Woolworths Holdings Limited (WHL) +0.62%
Woolworths reported 6.1% turnover growth for the 52-week period, with strong H2 momentum across key segments despite global macro pressures. In South Africa, Food sales rose 11.0%, supported by volume gains, innovation, and 32.9% online growth. Fashion, Beauty and Home improved in H2, with Beauty up 14.7% and FBH online sales up 22.8%. Woolworths Financial Services reduced impairments to 6.1%, reflecting credit discipline. However, Country Road Group saw sales fall 5.4% amid restructuring and weak Australian demand. A R917m impairment on CRG brands weighed on earnings, partially offset by a R792m profit from the disposal of a flagship Australian property.
Anheuser-Busch InBev SA (ANH) -10.70%
AB InBev delivered a 6.5% increase in Q2 normalised EBITDA to $5.3bn, with 116bps margin expansion, despite a 1.9% decline in volumes. Revenue grew 3.0% in Q2 and 2.3% in H1 on a constant currency basis, supported by a 5.6% uplift in megabrand sales, led by Corona and a 33% rise in no-alcohol beer. FX headwinds weighed on reported revenue, down 2.1% in Q2. Underlying EPS rose 8.7% to $0.98, up 17.4% at constant FX. Digital BEES Marketplace GMV surged 63% to $785m. Management continues to focus on pre
ArcelorMittal South Africa Limited (ACL) -5.56%
ArcelorMittal SA posted a headline loss of R1.014bn for H1 2025, narrowing slightly year-on-year. EBITDA loss widened to R394m, despite a 5% rise in crude steel production and a 5% cut in fixed costs. Sales volumes declined 11% and realised prices fell 7%, reflecting ongoing pressure in global and domestic steel markets. The IDC’s R1.075bn funding neutralised losses in the Longs Business, with deferred income of R842m still allocated. Net borrowings declined to R4.62bn. While awaiting the IDC’s due diligence outcome, the group maintains the scheduled wind-down of its Longs division by end-September absent a sustainable solution.
Mastercard Inc. (MA) +1.32%
Mastercard eased concerns over consumer spending by delivering stronger-than-expected Q2 results, lifting shares nearly 3%. Adjusted EPS of $4.15 beat estimates, supported by a 17% rise in revenue and 9% growth in gross dollar volume. Cross-border volumes surged 15%, signalling robust travel and leisure demand despite global trade tensions. Management struck a confident tone, citing resilient consumption driven by low unemployment and real wage growth. While analysts warn of potential pullbacks in discretionary spending amid inflation and geopolitical risks, Mastercard reiterated a positive outlook, closing a strong quarter for the payments sector.

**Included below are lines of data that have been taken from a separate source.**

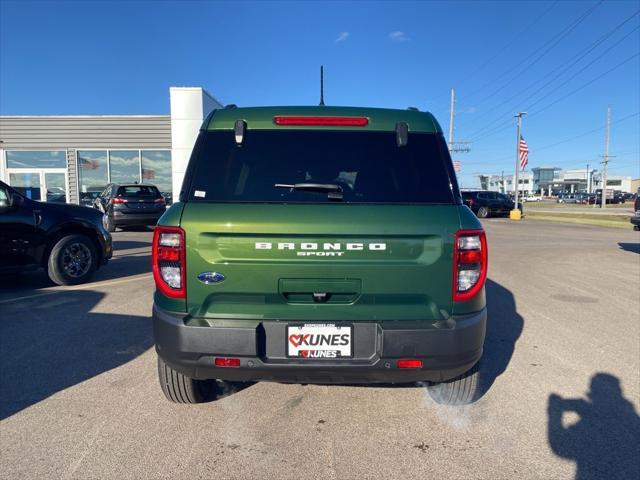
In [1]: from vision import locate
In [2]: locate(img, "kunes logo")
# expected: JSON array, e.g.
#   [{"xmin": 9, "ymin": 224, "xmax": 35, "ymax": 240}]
[{"xmin": 255, "ymin": 242, "xmax": 387, "ymax": 257}]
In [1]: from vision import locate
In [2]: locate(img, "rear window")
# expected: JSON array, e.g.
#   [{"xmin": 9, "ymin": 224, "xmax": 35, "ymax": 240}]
[
  {"xmin": 118, "ymin": 185, "xmax": 160, "ymax": 197},
  {"xmin": 185, "ymin": 130, "xmax": 457, "ymax": 204}
]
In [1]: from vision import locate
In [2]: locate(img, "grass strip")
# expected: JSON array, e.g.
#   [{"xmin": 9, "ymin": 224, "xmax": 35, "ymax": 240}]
[{"xmin": 525, "ymin": 210, "xmax": 633, "ymax": 229}]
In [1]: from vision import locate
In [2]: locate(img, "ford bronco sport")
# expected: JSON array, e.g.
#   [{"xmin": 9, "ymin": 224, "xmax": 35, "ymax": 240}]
[{"xmin": 153, "ymin": 107, "xmax": 487, "ymax": 404}]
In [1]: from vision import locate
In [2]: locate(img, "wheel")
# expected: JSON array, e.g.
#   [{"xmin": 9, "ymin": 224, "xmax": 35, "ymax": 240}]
[
  {"xmin": 47, "ymin": 235, "xmax": 98, "ymax": 285},
  {"xmin": 427, "ymin": 362, "xmax": 480, "ymax": 405},
  {"xmin": 102, "ymin": 212, "xmax": 116, "ymax": 233},
  {"xmin": 158, "ymin": 357, "xmax": 216, "ymax": 403}
]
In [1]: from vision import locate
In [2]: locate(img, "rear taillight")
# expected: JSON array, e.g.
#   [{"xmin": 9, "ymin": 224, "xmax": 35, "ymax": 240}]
[
  {"xmin": 151, "ymin": 226, "xmax": 186, "ymax": 298},
  {"xmin": 273, "ymin": 115, "xmax": 369, "ymax": 127},
  {"xmin": 453, "ymin": 230, "xmax": 487, "ymax": 302}
]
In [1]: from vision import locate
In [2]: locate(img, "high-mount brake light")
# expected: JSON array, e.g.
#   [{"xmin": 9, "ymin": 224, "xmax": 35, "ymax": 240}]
[
  {"xmin": 151, "ymin": 225, "xmax": 186, "ymax": 298},
  {"xmin": 214, "ymin": 357, "xmax": 240, "ymax": 368},
  {"xmin": 453, "ymin": 230, "xmax": 488, "ymax": 302},
  {"xmin": 273, "ymin": 115, "xmax": 369, "ymax": 127}
]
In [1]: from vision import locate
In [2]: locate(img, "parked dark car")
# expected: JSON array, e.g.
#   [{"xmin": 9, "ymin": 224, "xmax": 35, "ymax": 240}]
[
  {"xmin": 94, "ymin": 183, "xmax": 167, "ymax": 232},
  {"xmin": 0, "ymin": 182, "xmax": 112, "ymax": 285},
  {"xmin": 462, "ymin": 190, "xmax": 522, "ymax": 218}
]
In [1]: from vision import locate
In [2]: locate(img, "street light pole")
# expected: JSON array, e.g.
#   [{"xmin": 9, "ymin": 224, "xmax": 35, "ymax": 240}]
[{"xmin": 511, "ymin": 112, "xmax": 527, "ymax": 219}]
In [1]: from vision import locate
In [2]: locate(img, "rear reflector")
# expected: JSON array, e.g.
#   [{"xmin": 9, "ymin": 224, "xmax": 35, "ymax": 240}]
[
  {"xmin": 273, "ymin": 115, "xmax": 369, "ymax": 127},
  {"xmin": 214, "ymin": 358, "xmax": 240, "ymax": 367},
  {"xmin": 453, "ymin": 230, "xmax": 487, "ymax": 302},
  {"xmin": 396, "ymin": 358, "xmax": 422, "ymax": 368}
]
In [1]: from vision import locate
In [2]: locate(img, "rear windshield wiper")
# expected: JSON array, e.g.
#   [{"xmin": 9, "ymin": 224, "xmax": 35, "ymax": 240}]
[{"xmin": 274, "ymin": 183, "xmax": 342, "ymax": 200}]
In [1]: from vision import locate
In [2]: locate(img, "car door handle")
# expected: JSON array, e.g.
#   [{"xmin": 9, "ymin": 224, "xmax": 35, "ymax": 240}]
[{"xmin": 33, "ymin": 210, "xmax": 42, "ymax": 227}]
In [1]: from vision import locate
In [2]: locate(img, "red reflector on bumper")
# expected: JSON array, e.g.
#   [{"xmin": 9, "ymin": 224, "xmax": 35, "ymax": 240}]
[
  {"xmin": 396, "ymin": 358, "xmax": 422, "ymax": 368},
  {"xmin": 214, "ymin": 358, "xmax": 240, "ymax": 367},
  {"xmin": 273, "ymin": 115, "xmax": 369, "ymax": 127}
]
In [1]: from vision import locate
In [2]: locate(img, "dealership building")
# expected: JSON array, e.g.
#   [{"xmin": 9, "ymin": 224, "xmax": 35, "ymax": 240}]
[{"xmin": 0, "ymin": 87, "xmax": 223, "ymax": 204}]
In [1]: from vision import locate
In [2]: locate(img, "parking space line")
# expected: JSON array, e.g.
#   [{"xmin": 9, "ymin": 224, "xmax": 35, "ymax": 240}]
[{"xmin": 0, "ymin": 273, "xmax": 151, "ymax": 305}]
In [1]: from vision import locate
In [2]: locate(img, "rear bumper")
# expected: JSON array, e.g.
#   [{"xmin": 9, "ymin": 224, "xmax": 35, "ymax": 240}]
[{"xmin": 153, "ymin": 305, "xmax": 487, "ymax": 383}]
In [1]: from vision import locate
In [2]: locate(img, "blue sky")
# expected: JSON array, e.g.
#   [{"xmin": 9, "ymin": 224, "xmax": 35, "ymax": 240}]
[{"xmin": 0, "ymin": 0, "xmax": 640, "ymax": 186}]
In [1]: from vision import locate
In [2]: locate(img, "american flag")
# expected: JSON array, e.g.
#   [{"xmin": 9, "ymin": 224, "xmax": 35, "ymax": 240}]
[{"xmin": 518, "ymin": 135, "xmax": 529, "ymax": 170}]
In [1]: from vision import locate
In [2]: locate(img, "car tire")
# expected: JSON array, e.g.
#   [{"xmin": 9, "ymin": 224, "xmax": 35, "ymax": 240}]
[
  {"xmin": 427, "ymin": 362, "xmax": 480, "ymax": 405},
  {"xmin": 47, "ymin": 235, "xmax": 98, "ymax": 285},
  {"xmin": 102, "ymin": 213, "xmax": 116, "ymax": 233},
  {"xmin": 158, "ymin": 357, "xmax": 216, "ymax": 404}
]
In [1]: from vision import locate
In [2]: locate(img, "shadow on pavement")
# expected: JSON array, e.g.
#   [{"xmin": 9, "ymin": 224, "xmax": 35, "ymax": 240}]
[
  {"xmin": 618, "ymin": 242, "xmax": 640, "ymax": 253},
  {"xmin": 0, "ymin": 290, "xmax": 153, "ymax": 419},
  {"xmin": 547, "ymin": 373, "xmax": 640, "ymax": 480}
]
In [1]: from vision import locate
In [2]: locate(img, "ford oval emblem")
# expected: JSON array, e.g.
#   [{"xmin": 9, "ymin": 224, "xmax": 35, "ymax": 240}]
[{"xmin": 198, "ymin": 272, "xmax": 225, "ymax": 285}]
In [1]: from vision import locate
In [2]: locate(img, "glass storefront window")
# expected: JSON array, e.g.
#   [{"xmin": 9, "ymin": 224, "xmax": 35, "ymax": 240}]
[
  {"xmin": 6, "ymin": 154, "xmax": 67, "ymax": 168},
  {"xmin": 140, "ymin": 150, "xmax": 172, "ymax": 203},
  {"xmin": 109, "ymin": 150, "xmax": 140, "ymax": 183},
  {"xmin": 78, "ymin": 150, "xmax": 109, "ymax": 195}
]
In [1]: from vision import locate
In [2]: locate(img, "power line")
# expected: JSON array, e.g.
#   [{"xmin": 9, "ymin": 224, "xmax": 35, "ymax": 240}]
[
  {"xmin": 460, "ymin": 0, "xmax": 560, "ymax": 80},
  {"xmin": 471, "ymin": 52, "xmax": 640, "ymax": 142},
  {"xmin": 462, "ymin": 0, "xmax": 604, "ymax": 109}
]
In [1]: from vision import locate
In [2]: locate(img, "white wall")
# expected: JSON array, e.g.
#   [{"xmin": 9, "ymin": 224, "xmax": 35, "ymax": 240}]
[{"xmin": 169, "ymin": 87, "xmax": 223, "ymax": 201}]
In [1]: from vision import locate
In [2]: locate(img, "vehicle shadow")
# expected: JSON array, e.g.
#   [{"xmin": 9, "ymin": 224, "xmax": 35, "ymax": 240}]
[
  {"xmin": 0, "ymin": 242, "xmax": 151, "ymax": 292},
  {"xmin": 618, "ymin": 242, "xmax": 640, "ymax": 253},
  {"xmin": 547, "ymin": 373, "xmax": 640, "ymax": 480},
  {"xmin": 0, "ymin": 290, "xmax": 153, "ymax": 420}
]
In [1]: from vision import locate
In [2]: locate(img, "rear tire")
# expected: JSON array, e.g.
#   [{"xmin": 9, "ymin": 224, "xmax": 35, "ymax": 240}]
[
  {"xmin": 102, "ymin": 212, "xmax": 116, "ymax": 233},
  {"xmin": 427, "ymin": 362, "xmax": 480, "ymax": 405},
  {"xmin": 158, "ymin": 357, "xmax": 216, "ymax": 404},
  {"xmin": 47, "ymin": 235, "xmax": 98, "ymax": 285}
]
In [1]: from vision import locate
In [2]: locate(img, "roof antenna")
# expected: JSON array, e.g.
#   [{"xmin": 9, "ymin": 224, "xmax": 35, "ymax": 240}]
[{"xmin": 320, "ymin": 65, "xmax": 324, "ymax": 106}]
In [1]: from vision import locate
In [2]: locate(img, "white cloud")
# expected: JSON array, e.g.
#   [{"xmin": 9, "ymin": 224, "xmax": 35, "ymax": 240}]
[{"xmin": 389, "ymin": 31, "xmax": 409, "ymax": 42}]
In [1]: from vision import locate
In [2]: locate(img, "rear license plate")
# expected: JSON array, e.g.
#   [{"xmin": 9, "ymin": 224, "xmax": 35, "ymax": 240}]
[{"xmin": 287, "ymin": 323, "xmax": 353, "ymax": 358}]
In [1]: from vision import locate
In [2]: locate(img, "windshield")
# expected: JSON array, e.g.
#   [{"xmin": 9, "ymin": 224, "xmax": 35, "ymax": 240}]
[{"xmin": 185, "ymin": 130, "xmax": 458, "ymax": 204}]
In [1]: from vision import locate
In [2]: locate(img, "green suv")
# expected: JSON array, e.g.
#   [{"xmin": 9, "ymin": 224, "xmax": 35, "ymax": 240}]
[{"xmin": 153, "ymin": 107, "xmax": 487, "ymax": 404}]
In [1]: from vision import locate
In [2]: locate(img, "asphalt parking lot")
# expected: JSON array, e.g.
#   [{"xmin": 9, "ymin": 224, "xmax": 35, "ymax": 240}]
[{"xmin": 0, "ymin": 219, "xmax": 640, "ymax": 480}]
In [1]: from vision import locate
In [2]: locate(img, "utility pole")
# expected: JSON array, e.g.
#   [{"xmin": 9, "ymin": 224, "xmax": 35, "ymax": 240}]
[
  {"xmin": 514, "ymin": 112, "xmax": 527, "ymax": 218},
  {"xmin": 601, "ymin": 106, "xmax": 611, "ymax": 208}
]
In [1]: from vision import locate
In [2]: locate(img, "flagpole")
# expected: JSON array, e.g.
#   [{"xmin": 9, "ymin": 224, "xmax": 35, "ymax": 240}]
[{"xmin": 509, "ymin": 112, "xmax": 527, "ymax": 220}]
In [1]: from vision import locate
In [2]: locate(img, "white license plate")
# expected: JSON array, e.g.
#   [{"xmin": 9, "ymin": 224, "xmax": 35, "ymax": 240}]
[{"xmin": 287, "ymin": 323, "xmax": 353, "ymax": 358}]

CVS Health Corporation (CVS) -0.32%
CVS raised its full-year profit guidance following a solid Q2 beat, helped by disciplined cost control in its Aetna insurance business. Adjusted EPS came in at $1.81, topping forecasts by 35 cents. Aetna’s medical loss ratio fell below expectations, while health services revenue rose 10.2% and retail pharmacy sales climbed 12.5% amid higher prescription volumes. CEO David Joyner noted no surprises this quarter, following prior volatility in Medicare Advantage claims. The firm now sees 2025 EPS between $6.30 and $6.40, exceeding consensus at the low end. The results reflect stabilisation across business lines after recent operational challenges.